Design rules for

Plug connectors

Development of design rules for the standardisation of plug connectors

Design rules for plug connectors

Consolidation of the design rules for plug connectors

The holistic approach of the design guidelines from sub-project 1 (SP1) is specified in more detail for the plug connectors in sub-project 2 (SP2). Due to variance in the sub-area of plug connectors, consisting of current-carrying contact parts and insulation elements such as seals and housings, detailed design guidelines are being worked out. Synergy effects with the existing sub-projects, especially between SP1 and SP2 will be used to develop suitable design guidelines and enable automated production and use of plug connectors. Existing design guidelines in the market were further developed for use as a basis.

Starting point and motivation

A large proportion of the assembly of plug connectors is currently carried out manually. Only crimping can be automated due to a good ratio between the degree of automation and the cost. The degree of automation depends on the selected type of wire harness (HV – high-voltage, LV – low-voltage or CWH – custom wire harness), whereby the CWH represents the most demanding production effort. The variety of parts available on the market makes automation difficult. There is a lack of industry-wide recognised and implementable design guidelines for plug connectors that favour or enable automation.

Current working focuses

One focus is the formulation of design guidelines for plug connectors and their structural comparison with the design guidelines from SP1. The further course of the project revealed that it makes sense to define categories of automation feasibility in level categorisations and feasibilities. The level categorisation helps to identify the suitability of components for a specific project at an early stage. The SP4 automation index describes the associated effort to integrate the component into automated production. In order for the results of SP2 to be incorporated into the more general design guidelines from SP1, a basic design was created and submitted to SP1.

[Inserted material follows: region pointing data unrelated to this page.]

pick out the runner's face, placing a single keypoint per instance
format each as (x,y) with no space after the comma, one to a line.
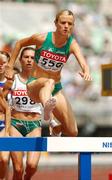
(27,60)
(3,63)
(65,24)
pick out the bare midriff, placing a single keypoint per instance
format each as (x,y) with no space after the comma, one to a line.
(2,116)
(28,116)
(39,72)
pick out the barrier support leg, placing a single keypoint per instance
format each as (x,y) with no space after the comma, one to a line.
(84,166)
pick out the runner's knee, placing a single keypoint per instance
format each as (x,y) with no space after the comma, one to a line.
(31,168)
(50,83)
(18,170)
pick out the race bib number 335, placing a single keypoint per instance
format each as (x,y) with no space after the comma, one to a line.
(51,61)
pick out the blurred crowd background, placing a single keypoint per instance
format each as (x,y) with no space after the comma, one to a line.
(93,31)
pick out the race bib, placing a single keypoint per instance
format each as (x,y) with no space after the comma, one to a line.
(51,61)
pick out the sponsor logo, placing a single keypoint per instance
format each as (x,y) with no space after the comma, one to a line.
(53,56)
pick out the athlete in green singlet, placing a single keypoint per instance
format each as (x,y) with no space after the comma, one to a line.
(52,52)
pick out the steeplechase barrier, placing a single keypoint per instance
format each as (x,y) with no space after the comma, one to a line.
(85,146)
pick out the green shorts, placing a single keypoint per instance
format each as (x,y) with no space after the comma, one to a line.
(25,127)
(57,88)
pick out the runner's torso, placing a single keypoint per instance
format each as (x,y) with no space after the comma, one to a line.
(50,59)
(22,106)
(2,83)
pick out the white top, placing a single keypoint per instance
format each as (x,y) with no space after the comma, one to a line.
(19,99)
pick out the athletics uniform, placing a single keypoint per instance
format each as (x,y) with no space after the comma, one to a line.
(51,58)
(2,122)
(22,103)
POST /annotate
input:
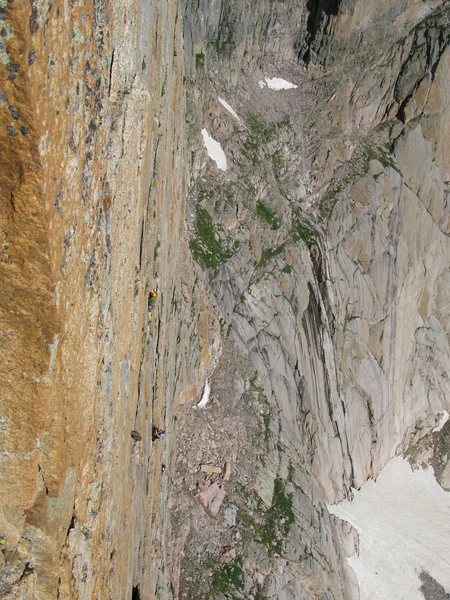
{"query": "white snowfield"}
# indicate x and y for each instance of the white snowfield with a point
(403, 521)
(276, 83)
(214, 150)
(227, 107)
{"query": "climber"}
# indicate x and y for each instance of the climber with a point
(157, 434)
(152, 299)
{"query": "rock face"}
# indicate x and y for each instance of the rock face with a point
(308, 279)
(326, 246)
(93, 190)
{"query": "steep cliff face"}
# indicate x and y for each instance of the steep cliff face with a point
(302, 271)
(93, 191)
(323, 234)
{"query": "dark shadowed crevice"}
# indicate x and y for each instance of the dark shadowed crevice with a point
(316, 10)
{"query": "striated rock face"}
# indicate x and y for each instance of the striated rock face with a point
(303, 270)
(325, 244)
(93, 190)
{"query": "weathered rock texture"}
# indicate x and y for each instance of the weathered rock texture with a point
(93, 189)
(326, 245)
(318, 261)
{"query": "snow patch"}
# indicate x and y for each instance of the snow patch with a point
(442, 420)
(229, 109)
(214, 150)
(276, 83)
(403, 521)
(205, 396)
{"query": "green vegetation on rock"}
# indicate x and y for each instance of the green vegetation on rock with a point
(305, 232)
(272, 525)
(268, 215)
(199, 60)
(229, 577)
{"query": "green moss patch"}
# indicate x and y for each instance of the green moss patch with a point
(208, 248)
(268, 215)
(229, 577)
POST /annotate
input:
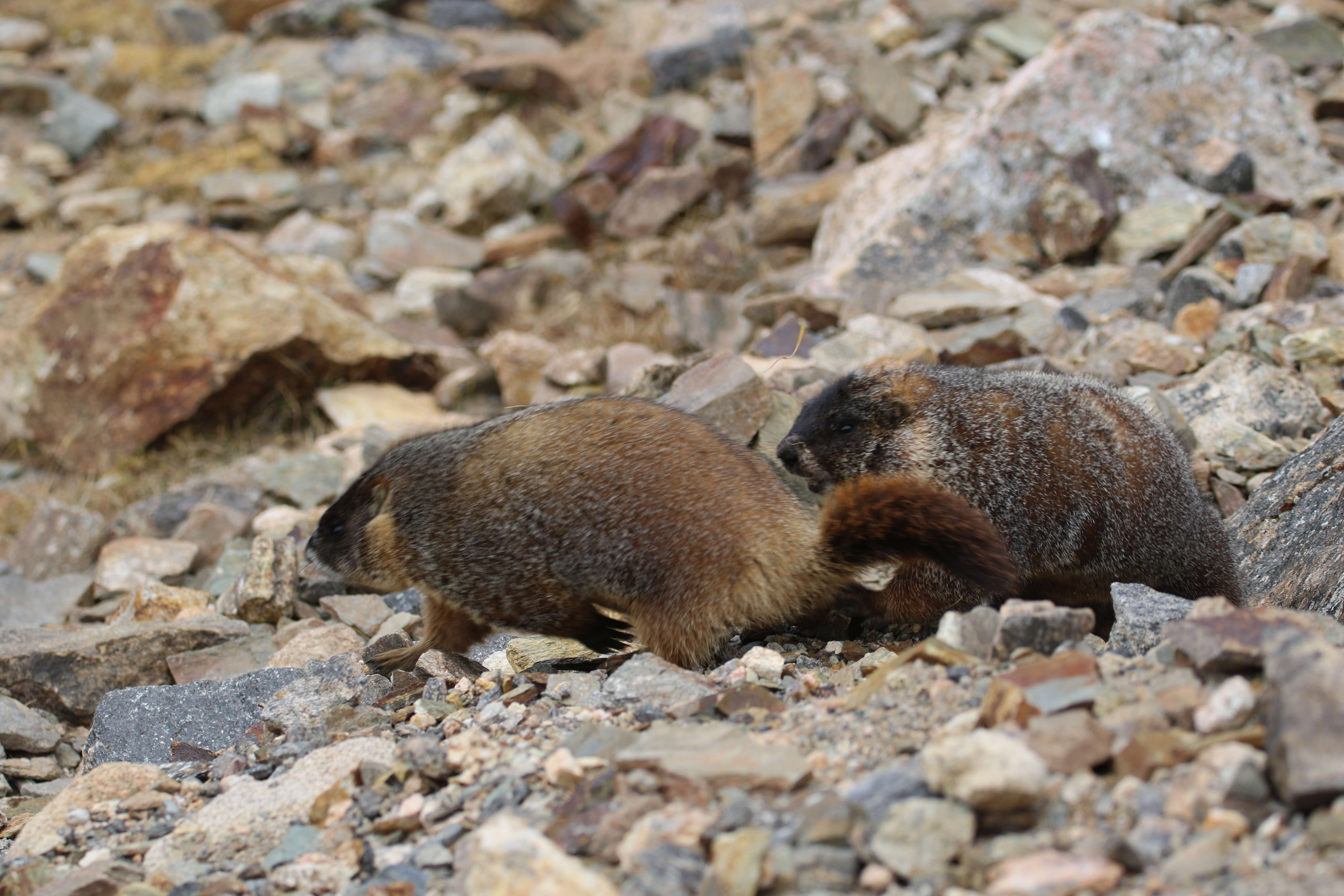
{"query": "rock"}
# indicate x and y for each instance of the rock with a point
(397, 242)
(193, 308)
(1066, 680)
(736, 860)
(651, 680)
(1039, 625)
(868, 339)
(22, 35)
(267, 588)
(26, 730)
(85, 211)
(525, 653)
(1281, 536)
(972, 632)
(697, 40)
(138, 725)
(1228, 709)
(115, 781)
(876, 241)
(518, 361)
(1070, 741)
(1053, 874)
(889, 96)
(253, 816)
(447, 666)
(57, 539)
(654, 199)
(988, 770)
(79, 123)
(1140, 616)
(919, 838)
(226, 97)
(224, 661)
(783, 101)
(509, 858)
(155, 602)
(1304, 43)
(496, 174)
(788, 210)
(128, 563)
(41, 604)
(717, 753)
(362, 612)
(1241, 389)
(1152, 229)
(318, 644)
(303, 234)
(726, 393)
(69, 672)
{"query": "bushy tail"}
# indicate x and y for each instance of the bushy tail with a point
(885, 519)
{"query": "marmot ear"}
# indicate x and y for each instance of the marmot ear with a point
(381, 492)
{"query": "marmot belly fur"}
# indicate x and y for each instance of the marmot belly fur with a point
(1085, 487)
(537, 519)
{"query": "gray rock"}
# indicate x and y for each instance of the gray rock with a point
(1285, 538)
(69, 672)
(298, 709)
(467, 14)
(307, 479)
(878, 790)
(724, 392)
(139, 725)
(376, 56)
(26, 730)
(919, 838)
(1195, 285)
(57, 539)
(228, 96)
(963, 193)
(41, 604)
(648, 679)
(1140, 616)
(79, 123)
(1304, 715)
(1039, 625)
(698, 40)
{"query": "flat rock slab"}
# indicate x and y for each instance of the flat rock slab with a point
(1115, 76)
(254, 816)
(139, 725)
(69, 672)
(1287, 538)
(718, 753)
(648, 679)
(1140, 616)
(38, 604)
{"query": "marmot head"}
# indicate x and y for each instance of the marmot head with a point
(847, 430)
(353, 536)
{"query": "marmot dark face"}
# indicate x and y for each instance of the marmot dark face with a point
(850, 428)
(343, 535)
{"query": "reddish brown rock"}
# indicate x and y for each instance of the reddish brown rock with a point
(150, 322)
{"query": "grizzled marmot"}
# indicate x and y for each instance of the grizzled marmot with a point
(535, 519)
(1087, 488)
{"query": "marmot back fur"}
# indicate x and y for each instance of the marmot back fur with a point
(537, 519)
(1085, 487)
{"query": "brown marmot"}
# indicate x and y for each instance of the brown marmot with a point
(1087, 488)
(535, 519)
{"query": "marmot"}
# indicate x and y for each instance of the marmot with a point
(1087, 488)
(535, 519)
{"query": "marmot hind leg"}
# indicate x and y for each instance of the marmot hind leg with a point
(444, 627)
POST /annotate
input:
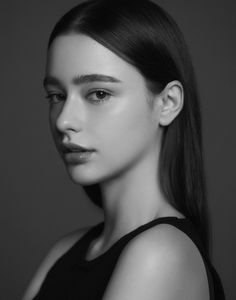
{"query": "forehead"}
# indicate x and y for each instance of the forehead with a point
(75, 54)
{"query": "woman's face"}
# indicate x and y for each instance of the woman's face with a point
(99, 101)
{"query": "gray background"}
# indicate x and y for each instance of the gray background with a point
(39, 203)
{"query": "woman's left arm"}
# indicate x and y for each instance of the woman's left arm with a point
(160, 264)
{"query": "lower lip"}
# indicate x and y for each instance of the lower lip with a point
(78, 157)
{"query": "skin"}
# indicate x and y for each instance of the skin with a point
(125, 131)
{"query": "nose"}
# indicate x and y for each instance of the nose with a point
(70, 116)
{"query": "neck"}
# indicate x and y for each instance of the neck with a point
(132, 200)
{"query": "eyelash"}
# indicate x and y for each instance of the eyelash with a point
(107, 94)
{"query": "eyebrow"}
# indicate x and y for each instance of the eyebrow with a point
(80, 79)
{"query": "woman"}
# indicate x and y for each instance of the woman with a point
(125, 118)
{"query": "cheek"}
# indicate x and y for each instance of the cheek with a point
(126, 131)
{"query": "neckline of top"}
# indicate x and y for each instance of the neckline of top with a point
(98, 228)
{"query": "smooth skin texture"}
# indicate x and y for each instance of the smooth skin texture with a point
(113, 116)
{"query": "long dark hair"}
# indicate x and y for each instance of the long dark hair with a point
(147, 37)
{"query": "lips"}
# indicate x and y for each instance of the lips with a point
(71, 147)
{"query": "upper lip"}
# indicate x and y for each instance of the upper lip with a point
(70, 147)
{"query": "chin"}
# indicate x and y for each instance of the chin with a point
(82, 176)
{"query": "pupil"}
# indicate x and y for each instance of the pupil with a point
(100, 94)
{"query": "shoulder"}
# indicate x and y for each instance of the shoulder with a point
(161, 261)
(61, 246)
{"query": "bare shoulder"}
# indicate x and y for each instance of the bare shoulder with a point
(59, 248)
(161, 261)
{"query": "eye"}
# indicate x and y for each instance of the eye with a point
(98, 96)
(55, 97)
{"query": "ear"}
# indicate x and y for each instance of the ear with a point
(171, 101)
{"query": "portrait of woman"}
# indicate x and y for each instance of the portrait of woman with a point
(125, 117)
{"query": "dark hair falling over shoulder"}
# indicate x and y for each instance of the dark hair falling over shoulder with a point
(146, 36)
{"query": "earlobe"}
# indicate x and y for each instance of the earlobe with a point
(172, 100)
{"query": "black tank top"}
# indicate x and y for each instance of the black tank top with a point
(72, 277)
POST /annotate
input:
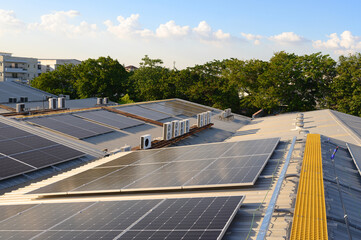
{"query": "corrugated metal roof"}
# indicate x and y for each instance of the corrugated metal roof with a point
(345, 197)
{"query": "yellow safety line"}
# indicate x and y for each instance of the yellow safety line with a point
(309, 219)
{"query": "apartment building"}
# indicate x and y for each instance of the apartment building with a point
(19, 69)
(48, 65)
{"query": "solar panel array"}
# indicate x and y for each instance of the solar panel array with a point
(144, 112)
(71, 125)
(110, 119)
(21, 152)
(183, 218)
(355, 152)
(212, 165)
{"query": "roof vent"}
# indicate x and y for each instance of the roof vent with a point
(99, 101)
(52, 103)
(20, 107)
(61, 102)
(145, 141)
(105, 100)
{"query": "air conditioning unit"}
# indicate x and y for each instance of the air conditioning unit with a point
(167, 131)
(126, 148)
(186, 125)
(200, 120)
(175, 125)
(12, 100)
(181, 127)
(99, 101)
(61, 102)
(52, 103)
(209, 117)
(20, 107)
(105, 100)
(205, 119)
(23, 99)
(145, 141)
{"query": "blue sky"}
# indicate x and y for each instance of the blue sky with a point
(187, 32)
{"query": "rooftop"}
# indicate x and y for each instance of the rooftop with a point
(256, 169)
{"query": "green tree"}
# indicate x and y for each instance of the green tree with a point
(345, 90)
(60, 81)
(150, 81)
(102, 77)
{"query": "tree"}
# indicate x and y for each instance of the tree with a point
(60, 81)
(150, 80)
(345, 90)
(102, 77)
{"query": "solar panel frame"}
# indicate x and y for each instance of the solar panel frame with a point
(70, 125)
(155, 171)
(144, 112)
(22, 152)
(204, 217)
(109, 118)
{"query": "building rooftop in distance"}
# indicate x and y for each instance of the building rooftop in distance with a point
(239, 178)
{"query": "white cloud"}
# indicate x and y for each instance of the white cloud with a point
(171, 29)
(346, 43)
(206, 34)
(59, 22)
(9, 22)
(252, 37)
(126, 27)
(130, 27)
(287, 37)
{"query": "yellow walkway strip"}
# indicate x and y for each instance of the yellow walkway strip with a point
(309, 219)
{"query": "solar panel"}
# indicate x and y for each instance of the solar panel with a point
(71, 125)
(164, 109)
(22, 152)
(189, 109)
(182, 218)
(110, 119)
(355, 152)
(212, 165)
(144, 112)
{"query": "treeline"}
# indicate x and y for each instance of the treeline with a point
(287, 82)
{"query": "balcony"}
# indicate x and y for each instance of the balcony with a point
(11, 79)
(15, 70)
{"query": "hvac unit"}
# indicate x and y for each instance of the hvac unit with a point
(209, 117)
(12, 100)
(20, 107)
(99, 101)
(186, 125)
(205, 119)
(23, 99)
(61, 102)
(52, 103)
(175, 126)
(105, 100)
(167, 131)
(181, 127)
(200, 120)
(126, 148)
(145, 141)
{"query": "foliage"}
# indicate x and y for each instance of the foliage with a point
(286, 82)
(345, 90)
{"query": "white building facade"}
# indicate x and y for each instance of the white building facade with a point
(19, 69)
(48, 65)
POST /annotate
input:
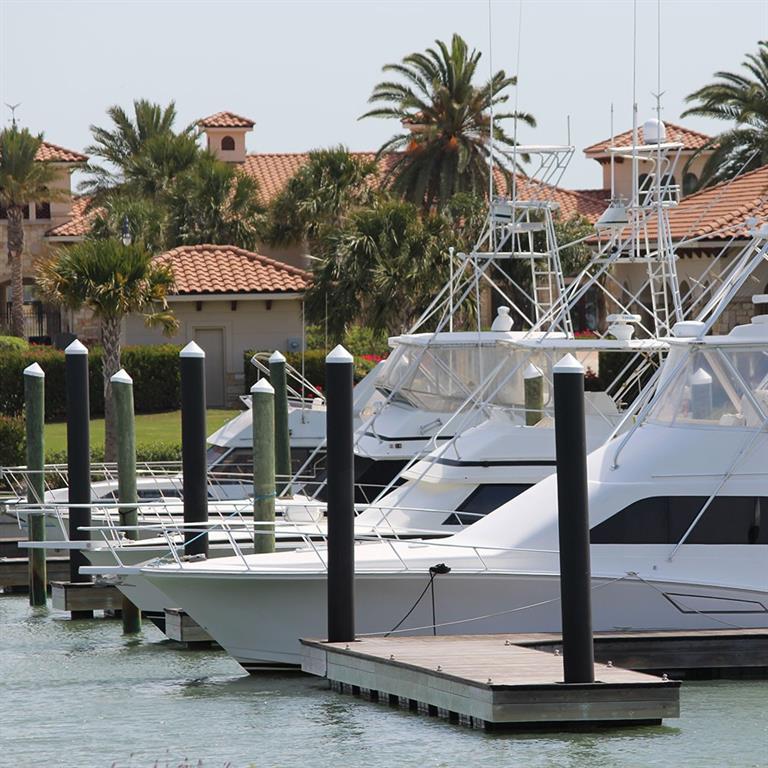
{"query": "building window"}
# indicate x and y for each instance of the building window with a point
(4, 212)
(665, 519)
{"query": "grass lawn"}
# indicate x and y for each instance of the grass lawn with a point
(150, 428)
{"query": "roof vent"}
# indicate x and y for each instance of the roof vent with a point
(503, 321)
(654, 131)
(688, 329)
(614, 216)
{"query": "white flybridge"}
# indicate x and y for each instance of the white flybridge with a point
(678, 530)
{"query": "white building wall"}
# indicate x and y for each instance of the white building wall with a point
(249, 325)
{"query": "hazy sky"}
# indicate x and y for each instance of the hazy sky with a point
(304, 70)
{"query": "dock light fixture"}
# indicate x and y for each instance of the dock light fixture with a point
(125, 232)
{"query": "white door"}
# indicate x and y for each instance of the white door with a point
(212, 342)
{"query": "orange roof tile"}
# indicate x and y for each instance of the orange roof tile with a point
(690, 139)
(720, 212)
(217, 269)
(225, 120)
(52, 153)
(273, 171)
(80, 222)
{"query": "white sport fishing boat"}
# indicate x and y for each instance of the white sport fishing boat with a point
(679, 535)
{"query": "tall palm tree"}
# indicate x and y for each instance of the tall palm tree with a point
(112, 280)
(23, 180)
(213, 202)
(380, 268)
(446, 145)
(742, 99)
(143, 148)
(321, 193)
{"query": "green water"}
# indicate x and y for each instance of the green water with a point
(78, 694)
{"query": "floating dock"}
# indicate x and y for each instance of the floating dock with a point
(489, 682)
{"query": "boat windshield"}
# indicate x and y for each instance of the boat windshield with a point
(718, 387)
(441, 377)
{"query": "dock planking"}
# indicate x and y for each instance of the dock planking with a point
(488, 681)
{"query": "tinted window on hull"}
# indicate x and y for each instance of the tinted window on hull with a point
(484, 499)
(665, 519)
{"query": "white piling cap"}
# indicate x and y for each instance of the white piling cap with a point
(192, 350)
(262, 386)
(76, 348)
(568, 364)
(34, 370)
(121, 377)
(532, 372)
(502, 322)
(338, 355)
(699, 377)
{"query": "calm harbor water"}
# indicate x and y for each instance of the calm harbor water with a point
(79, 694)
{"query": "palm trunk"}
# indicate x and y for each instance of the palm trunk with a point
(110, 339)
(15, 248)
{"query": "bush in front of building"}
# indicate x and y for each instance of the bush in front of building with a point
(154, 369)
(13, 342)
(12, 441)
(314, 366)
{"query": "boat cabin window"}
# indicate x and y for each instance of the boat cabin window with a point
(214, 453)
(238, 461)
(717, 387)
(441, 377)
(665, 519)
(484, 499)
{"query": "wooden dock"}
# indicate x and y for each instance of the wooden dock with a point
(182, 628)
(698, 653)
(489, 681)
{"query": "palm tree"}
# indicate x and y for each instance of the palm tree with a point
(446, 144)
(739, 98)
(112, 280)
(381, 268)
(213, 202)
(320, 195)
(23, 180)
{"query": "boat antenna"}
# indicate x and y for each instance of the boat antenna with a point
(13, 108)
(490, 98)
(517, 99)
(613, 158)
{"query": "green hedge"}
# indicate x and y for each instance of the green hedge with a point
(154, 368)
(13, 342)
(314, 367)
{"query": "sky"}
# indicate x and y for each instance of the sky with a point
(304, 70)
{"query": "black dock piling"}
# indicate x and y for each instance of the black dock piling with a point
(78, 458)
(573, 521)
(341, 496)
(193, 437)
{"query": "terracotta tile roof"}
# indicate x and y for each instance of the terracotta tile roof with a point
(225, 120)
(52, 153)
(80, 222)
(217, 269)
(571, 203)
(688, 138)
(707, 213)
(274, 170)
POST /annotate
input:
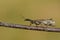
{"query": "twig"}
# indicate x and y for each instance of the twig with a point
(29, 28)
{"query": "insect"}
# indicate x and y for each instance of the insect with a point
(46, 22)
(36, 22)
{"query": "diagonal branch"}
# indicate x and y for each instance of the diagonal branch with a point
(29, 28)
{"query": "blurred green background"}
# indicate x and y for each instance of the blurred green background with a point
(11, 11)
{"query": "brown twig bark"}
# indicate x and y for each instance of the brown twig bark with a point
(29, 28)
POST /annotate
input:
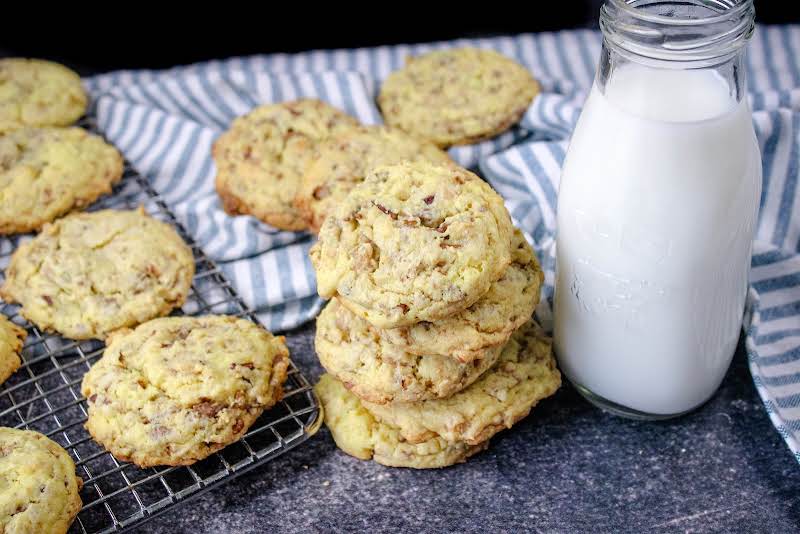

Another important aspect is how design guidelines will be used in the future. The rapid pace of change in the industry and dynamic changes in the market and components need to be taken into account in the design guidelines – keyword: standardisation. To this end, reference information needs to be defined.

Outlook

In SP2, work is being done on the formulation of the design guidelines. A complete implementation roadmap needs to be developed for the design guidelines, taking into account the various level categorisations and feasibilities. Real sample parts will be used to validate the design guidelines and incorporate them into the standard.